FOREIGN AFFAIRS: by Jeffry Babb News Weekly
Extent of China's leadership crisis becoming evident
, April 28, 2012
China’s leadership transition was supposed to be smooth and trouble-free, as it was a decade ago, when Hu Jintao emerged as President and Wen Jiabao, the smiling tiger, as Premier. Wen would be known as Prime Minister in Australia, but is actually only number three in China’s hierarchy. He has proved to be a most presentable spokesman for the Communist regime.
This time the transition will not be smooth. The detention of Bo Xilai, pin-up boy for the Party’s left faction in Szechuan Province in China’s far west, is only one part of a larger puzzle. Bo had previously been the popular mayor of Dalian, the thriving port-city in what the Chinese call dong bei — or the “east-north” — and what we would call Manchuria.
Bo was transferred to Szechuan, where he set about installing a leftist model based on reviving group singing of Maoist songs and busting the crime gangs that rule gambling, prostitution and drugs as they have done in China since time immemorial.

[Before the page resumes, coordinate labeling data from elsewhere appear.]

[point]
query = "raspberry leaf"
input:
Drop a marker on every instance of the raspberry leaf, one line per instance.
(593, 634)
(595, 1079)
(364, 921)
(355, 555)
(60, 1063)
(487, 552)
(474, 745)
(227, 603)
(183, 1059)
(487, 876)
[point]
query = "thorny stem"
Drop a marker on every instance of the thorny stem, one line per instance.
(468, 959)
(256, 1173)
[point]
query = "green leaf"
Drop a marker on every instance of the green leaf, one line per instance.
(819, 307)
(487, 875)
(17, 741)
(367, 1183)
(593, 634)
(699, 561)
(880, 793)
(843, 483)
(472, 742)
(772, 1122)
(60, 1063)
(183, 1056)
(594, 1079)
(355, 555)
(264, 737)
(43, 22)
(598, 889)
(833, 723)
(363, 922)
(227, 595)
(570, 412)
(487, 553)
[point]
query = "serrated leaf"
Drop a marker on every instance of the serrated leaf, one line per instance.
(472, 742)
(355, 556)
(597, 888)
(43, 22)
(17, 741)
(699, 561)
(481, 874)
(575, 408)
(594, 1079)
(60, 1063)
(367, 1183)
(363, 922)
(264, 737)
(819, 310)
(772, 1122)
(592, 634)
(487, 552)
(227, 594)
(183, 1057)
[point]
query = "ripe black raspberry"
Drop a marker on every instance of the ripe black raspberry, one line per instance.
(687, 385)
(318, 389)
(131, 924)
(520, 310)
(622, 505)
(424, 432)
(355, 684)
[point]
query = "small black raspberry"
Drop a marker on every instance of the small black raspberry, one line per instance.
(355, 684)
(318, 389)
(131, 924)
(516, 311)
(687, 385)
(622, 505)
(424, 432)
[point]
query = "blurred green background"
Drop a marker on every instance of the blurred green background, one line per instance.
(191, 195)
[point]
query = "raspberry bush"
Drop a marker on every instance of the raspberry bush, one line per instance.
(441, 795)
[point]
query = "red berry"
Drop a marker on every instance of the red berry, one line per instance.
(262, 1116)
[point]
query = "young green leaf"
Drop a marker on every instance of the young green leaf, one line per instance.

Bo’s economic model was based on stimulating local demand, said to be the new wave for growth in China, as it moves away from export-driven growth in the coastal regions to indigenous demand. The interior has benefited far less from the “China miracle”.
The main city in Szechuan, Chongqing, is enormous. With a population of over 30 million, it is the biggest city in China, far bigger than second-ranking Shanghai, with its population of 20 million.
It all exploded in Bo’s face when his chief of police fled to the United States consulate in Chengdu — another major city in Szechuan — and spilled the beans on Bo’s methods. About that time, renewed attention was paid to the mysterious death of British businessman and “white glove” facilitator Neil Heywood, who is alleged to have clandestinely laundered Bo’s multi-billion-dollar fortune and clandestinely moved much of it abroad.
Although Heywood was said by his friends to have been a virtual teetotaller, Chinese authorities are alleging he died of “alcoholic poisoning”. More recently, reports have emerged that Heywood was in a romantic relationship with Bo’s wife, Gu Kailai, a major political player in her own right, and that Heywood had been poisoned with cyanide on Bo’s orders.
As it turns out, a lot of very dirty linen about Bo and his family’s extravagant lifestyle and enormous wealth is emerging. Both Bo and his wife are now in detention, facing the prospect of death sentences for corruption. Bo’s wife has reportedly confessed to everything in exchange for her life.
But Bo, while not exactly a minor player, is by no means the biggest player in this drama. As the late Dr Frank Knopfelmacher, a senior lecturer at Melbourne University, was fond of saying, “There are no accidents in politics.” Or, as another commentator has observed, “The only thing worse than having politicians is having no politicians.”
China’s Political and Legislative Affairs Committee (PLAC) is probably the most powerful body in the country, combining virtually every judicial and law enforcement body, including the armed police.
The PLAC is virtually unknown except to China specialists, but it has the power of life and death over every person in China, including Party members. Anyone can be detained and questioned, — or, in the case of Falun Gong practitioners, have their organs removed while they are still alive.
Before Hu Jintao’s predecessor, Jiang Zemin, began the repression of Falun Gong in 1999, there were an estimated 100 million Falun Gong practitioners in the country, and an estimated 100 million Catholic and Protestant Christians. The PLAC was Jiang’s vehicle to purge religious believers from Chinese society. This institution is all the more powerful for being the only organ of the state, apart from the People’s Liberation Army (PLA), that can operate across provincial boundaries and intervene in every county and village in China.
What started out as a purge of Bo Xilai is now homing in on the main target — followers of Jiang Zemin, in particular Zhou Yongkang, who is head of the PLAC.
With Jiang Zemin said to be in a vegetative state and not expected to survive long, Zhou Yongkang has become the main target of the purge. Zhou, along with Bo, had been installed by Jiang to carry out his campaign against religious believers. Zhou consequently earned the title of China’s “internal security czar”.
While the PLA must be considered in any calculation of power struggles within the Chinese elite, the PLA is designed to be used against external enemies. The normal police and armed police are the customary instruments of internal repression. The two police forces number around 3 million, or twice the strength of the PLA. In financial terms, the PLAC absorb some $110 billion a year — more than the officially quoted budget for the PLA.
In terms of a dialectical “flip”, the opponents of Bo Xilai and Zhou Yongkang aim to purge them and their supporters. Zhou is said to have been referred to the Committee for Disciplinary Inspection, and is accused of having plotted a coup.
China’s leadership transition will not be a smooth one.